Scientists working in Ethiopia have discovered a new species of human ancestor and the earliest-known evidence of butchery of animals.
The two findings, which date to 2.5 million years ago, are described in separate papers in the April 23 issue of Science.
Part of the skull, braincase, jaw, and limb bones of what appears to be a new, direct human ancestor -- an evolutionary link between Australopithecus and the genus Homo -- were described by a team of paleoanthropologists led by Berhane Asfaw, of Ethiopia’s Rift Valley Research Service, and Tim White, a professor of integrative biology at the University of California at Berkeley.
In 1992, the same team found remnants of Ardipithecus, the earliest-known hominid, while working in the same area, known as the Middle Awash site, in the Afar desert.
The latest specimen, named Australopithecus garhi, not only adds another ancestor to the human family tree, but also shows scientists that the hominid thighbone had become elongated by 2.5 million years ago, a million years before the forearm had shortened to create the familiar proportions of modern humans.
The scientists said the combination of bony and dental features in the fossils was unanticipated. As a result, they named the specimen “garhi,” which means surprise in the Afar language.
In the second paper, a team that was headed by Jean de Heinzelin, of the Royal Institute of Natural Sciences, in Brussels, and also included Mr. White and J. Desmond Clark, a professor emeritus of anthropology at Berkeley, showed that antelopes and horses had been butchered at the same site, with the earliest-known stone tools.
Those bones and the fossils of the new human ancestor were found in eroding sediments along what was once a lake near the Afar village of Bouri.
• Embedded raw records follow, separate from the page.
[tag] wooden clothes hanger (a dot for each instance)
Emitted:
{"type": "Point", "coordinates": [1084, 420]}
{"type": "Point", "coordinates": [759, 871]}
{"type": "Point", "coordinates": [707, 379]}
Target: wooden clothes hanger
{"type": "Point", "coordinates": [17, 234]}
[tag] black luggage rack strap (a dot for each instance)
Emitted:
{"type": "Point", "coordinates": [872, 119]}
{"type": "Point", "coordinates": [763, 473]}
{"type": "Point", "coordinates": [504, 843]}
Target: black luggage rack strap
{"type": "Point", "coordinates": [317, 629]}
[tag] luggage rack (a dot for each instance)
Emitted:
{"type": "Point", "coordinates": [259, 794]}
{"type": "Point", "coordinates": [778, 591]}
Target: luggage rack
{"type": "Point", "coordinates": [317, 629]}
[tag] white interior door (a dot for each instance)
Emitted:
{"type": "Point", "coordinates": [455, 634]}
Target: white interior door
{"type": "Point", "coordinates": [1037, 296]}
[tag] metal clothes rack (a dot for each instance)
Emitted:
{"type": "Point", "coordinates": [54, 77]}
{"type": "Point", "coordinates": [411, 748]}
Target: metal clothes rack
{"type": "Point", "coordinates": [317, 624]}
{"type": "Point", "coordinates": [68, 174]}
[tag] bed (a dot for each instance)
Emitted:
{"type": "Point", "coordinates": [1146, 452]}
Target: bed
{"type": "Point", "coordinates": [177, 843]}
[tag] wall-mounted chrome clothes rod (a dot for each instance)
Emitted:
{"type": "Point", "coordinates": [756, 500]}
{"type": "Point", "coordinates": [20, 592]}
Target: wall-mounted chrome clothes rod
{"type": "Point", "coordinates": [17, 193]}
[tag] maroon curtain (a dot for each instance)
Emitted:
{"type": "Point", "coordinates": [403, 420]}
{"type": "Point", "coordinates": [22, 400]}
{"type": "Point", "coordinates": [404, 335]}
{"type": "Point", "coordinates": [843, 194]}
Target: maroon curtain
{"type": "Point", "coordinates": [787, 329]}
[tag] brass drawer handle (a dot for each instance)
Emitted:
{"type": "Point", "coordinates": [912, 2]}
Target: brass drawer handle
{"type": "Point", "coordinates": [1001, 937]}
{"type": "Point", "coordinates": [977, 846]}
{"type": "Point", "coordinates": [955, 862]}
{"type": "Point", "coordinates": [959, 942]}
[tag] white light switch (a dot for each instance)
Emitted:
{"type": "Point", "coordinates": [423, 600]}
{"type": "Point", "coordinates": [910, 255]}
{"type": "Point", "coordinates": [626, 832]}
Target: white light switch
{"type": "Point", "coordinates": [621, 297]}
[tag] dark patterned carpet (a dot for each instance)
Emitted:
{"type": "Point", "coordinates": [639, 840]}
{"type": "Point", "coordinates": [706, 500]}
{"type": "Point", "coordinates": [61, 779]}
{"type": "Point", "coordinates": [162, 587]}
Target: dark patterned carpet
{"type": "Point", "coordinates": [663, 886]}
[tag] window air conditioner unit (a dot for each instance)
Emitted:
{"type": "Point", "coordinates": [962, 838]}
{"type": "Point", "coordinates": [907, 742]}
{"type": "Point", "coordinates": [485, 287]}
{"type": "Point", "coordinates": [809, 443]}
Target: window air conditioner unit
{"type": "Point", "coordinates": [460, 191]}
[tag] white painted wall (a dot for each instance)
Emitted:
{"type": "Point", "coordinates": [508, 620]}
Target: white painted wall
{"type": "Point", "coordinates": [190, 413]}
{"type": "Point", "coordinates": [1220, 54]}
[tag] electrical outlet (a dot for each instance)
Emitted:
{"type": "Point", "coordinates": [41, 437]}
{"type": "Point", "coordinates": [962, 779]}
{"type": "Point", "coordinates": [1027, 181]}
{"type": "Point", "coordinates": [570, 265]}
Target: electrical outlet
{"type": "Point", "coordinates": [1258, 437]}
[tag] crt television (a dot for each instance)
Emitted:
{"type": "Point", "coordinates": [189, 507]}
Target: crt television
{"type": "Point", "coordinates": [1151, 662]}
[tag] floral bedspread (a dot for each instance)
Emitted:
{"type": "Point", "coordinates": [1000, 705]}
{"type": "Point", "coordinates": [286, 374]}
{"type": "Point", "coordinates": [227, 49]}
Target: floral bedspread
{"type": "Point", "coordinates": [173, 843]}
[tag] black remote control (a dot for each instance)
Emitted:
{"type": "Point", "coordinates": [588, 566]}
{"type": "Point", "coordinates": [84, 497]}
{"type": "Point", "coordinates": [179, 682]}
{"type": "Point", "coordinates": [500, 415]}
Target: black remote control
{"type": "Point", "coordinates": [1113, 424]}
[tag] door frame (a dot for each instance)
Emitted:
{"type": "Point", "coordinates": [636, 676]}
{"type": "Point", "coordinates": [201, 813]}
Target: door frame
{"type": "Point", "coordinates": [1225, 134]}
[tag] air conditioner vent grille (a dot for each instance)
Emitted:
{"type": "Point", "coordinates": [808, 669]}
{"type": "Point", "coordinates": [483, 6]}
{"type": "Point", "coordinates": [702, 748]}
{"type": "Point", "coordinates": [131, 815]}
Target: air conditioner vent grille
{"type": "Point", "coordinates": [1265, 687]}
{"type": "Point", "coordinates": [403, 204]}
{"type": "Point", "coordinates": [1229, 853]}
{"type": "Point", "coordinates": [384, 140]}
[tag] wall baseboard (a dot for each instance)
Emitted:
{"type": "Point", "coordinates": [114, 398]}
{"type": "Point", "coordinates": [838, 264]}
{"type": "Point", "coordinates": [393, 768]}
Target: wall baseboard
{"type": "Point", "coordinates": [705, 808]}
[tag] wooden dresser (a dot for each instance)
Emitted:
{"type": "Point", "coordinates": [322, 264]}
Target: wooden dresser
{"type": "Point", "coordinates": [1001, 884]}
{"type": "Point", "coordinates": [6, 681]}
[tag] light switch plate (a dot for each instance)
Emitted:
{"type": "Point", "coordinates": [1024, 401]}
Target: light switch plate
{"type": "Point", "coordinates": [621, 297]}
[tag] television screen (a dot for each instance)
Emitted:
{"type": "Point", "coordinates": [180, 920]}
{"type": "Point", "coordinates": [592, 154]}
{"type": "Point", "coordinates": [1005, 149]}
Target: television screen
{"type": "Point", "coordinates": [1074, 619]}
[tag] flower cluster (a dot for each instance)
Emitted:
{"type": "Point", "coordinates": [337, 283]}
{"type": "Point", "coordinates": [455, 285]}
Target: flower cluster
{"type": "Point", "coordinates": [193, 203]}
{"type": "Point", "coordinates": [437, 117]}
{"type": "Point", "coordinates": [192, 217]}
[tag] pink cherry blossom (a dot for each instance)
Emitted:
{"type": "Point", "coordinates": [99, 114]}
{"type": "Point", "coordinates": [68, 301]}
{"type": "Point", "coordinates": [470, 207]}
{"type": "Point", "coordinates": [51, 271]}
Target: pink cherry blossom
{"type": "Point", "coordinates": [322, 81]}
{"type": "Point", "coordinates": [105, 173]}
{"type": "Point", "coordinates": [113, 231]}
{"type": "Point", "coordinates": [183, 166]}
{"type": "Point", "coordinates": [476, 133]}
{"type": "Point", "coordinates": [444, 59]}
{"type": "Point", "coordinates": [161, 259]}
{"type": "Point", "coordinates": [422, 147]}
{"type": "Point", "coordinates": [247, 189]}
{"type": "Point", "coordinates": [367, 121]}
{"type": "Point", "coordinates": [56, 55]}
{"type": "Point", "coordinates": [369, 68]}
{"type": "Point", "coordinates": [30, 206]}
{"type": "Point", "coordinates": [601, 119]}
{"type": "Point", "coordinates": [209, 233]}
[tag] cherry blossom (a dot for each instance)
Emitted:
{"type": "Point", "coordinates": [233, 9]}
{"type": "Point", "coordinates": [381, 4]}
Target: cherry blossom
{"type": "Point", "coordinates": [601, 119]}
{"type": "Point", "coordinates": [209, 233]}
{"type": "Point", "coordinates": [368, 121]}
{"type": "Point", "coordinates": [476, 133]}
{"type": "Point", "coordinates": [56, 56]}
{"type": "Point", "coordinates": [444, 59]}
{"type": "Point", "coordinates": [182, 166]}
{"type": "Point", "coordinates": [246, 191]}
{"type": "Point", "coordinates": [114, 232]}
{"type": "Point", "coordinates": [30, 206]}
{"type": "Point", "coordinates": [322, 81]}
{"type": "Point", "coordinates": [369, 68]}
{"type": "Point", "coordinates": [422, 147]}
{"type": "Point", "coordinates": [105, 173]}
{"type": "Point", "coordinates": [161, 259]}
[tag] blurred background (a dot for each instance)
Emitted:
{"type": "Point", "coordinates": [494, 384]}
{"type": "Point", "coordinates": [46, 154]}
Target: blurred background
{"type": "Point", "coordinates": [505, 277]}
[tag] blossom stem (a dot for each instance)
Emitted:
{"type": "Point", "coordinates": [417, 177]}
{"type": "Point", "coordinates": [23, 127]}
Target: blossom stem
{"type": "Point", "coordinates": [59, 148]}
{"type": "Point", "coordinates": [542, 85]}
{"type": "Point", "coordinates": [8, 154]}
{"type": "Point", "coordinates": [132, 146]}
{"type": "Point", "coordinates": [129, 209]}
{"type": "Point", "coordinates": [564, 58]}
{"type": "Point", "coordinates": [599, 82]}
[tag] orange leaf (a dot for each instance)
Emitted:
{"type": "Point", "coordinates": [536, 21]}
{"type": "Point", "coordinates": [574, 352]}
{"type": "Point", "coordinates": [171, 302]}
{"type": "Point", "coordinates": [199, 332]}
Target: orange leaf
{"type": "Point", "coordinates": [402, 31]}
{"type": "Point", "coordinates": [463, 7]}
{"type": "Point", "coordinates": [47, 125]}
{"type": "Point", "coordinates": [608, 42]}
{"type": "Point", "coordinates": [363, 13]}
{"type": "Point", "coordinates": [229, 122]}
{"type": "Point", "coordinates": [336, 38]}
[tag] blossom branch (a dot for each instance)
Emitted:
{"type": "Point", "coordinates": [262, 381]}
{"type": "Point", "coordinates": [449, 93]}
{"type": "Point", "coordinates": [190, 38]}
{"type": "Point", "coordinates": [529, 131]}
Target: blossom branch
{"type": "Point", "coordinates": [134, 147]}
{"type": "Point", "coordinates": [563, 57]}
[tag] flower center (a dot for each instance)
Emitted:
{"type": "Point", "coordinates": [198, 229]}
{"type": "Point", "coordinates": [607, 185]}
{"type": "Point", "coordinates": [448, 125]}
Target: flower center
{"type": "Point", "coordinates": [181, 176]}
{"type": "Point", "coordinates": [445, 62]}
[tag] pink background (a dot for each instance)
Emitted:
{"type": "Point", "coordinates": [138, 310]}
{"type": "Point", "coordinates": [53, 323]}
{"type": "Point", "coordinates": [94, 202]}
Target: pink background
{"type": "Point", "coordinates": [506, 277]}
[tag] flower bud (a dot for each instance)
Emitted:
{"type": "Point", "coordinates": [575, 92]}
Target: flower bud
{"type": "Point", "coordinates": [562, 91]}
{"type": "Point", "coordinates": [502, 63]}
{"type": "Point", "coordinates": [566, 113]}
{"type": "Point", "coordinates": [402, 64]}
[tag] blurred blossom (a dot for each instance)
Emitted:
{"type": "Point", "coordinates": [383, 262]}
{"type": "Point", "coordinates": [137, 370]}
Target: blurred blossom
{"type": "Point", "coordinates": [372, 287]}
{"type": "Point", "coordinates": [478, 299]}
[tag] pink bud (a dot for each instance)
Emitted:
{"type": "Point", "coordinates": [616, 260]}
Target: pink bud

The scientists said the evidence of butchery demonstrated that the earliest stone tools had been aimed at getting meat and marrow from large mammals, a revolution in the diet of hominids that may have paved the way for their invasion of new habitats and continents.
While the researchers suggested in their paper that A. garhi was probably responsible for the broken animal bones and stone tools, Mr. White said he and the other authors “cannot yet conclusively link the new species with the butchery.”